Neuroleptic malignant syndrome
Rare but serious. Symptoms include high fever, severe muscle rigidity, autonomic instability (blood pressure swings, sweating), and altered consciousness. It is a medical emergency.
Other effects worth knowing
- Sexual side effects — generally less than with prolactin-raising antipsychotics like risperidone, but possible
- Orthostatic hypotension — dizziness on standing, especially during titration
- Mild prolactin changes — usually less than other antipsychotics; aripiprazole can sometimes lower prolactin in people whose levels were elevated by another medication
Boxed warnings
Like all antipsychotics, aripiprazole has FDA boxed warnings for:
- Increased mortality in elderly patients with dementia-related psychosis
- Increased risk of suicidal thoughts and behaviour in children, adolescents, and young adults treated for depression
What patients commonly say
- "It worked, but I couldn't stop pacing for the first month."
- "I switched from olanzapine and lost weight without trying — but I started having to sleep with melatonin."
- "I gambled away three months of savings before I realised the medication might be doing something to me."
- "For the first time in years, I felt like myself but without the voices."
Questions for your prescriber
- What should I do if I feel restless or agitated?
- How will we monitor for involuntary movements over time?
- Are there any new urges or behaviours you'd want me to report?
- How often will my metabolic labs be checked?
- If I want to discontinue, how would we taper?
Putting it together
Aripiprazole is a useful and often well-tolerated antipsychotic — particularly for patients who can't afford to gain weight or who felt overly sedated on prior medications.
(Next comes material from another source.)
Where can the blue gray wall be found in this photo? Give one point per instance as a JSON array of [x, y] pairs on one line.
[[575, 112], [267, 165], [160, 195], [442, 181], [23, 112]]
Its side effects are real but are often manageable with dose adjustments, timing changes, or short-term add-on medications. The keys are honesty with your prescriber about how you feel, regular monitoring, and watching for the rarer but more serious effects.
This article is for educational purposes only and is not medical advice. Information is summarised from publicly available FDA labelling and peer-reviewed literature. Always consult your prescribing clinician before starting, stopping, or changing any medication. If you or someone you know is in crisis, call or text 988 in the US, or your local emergency number.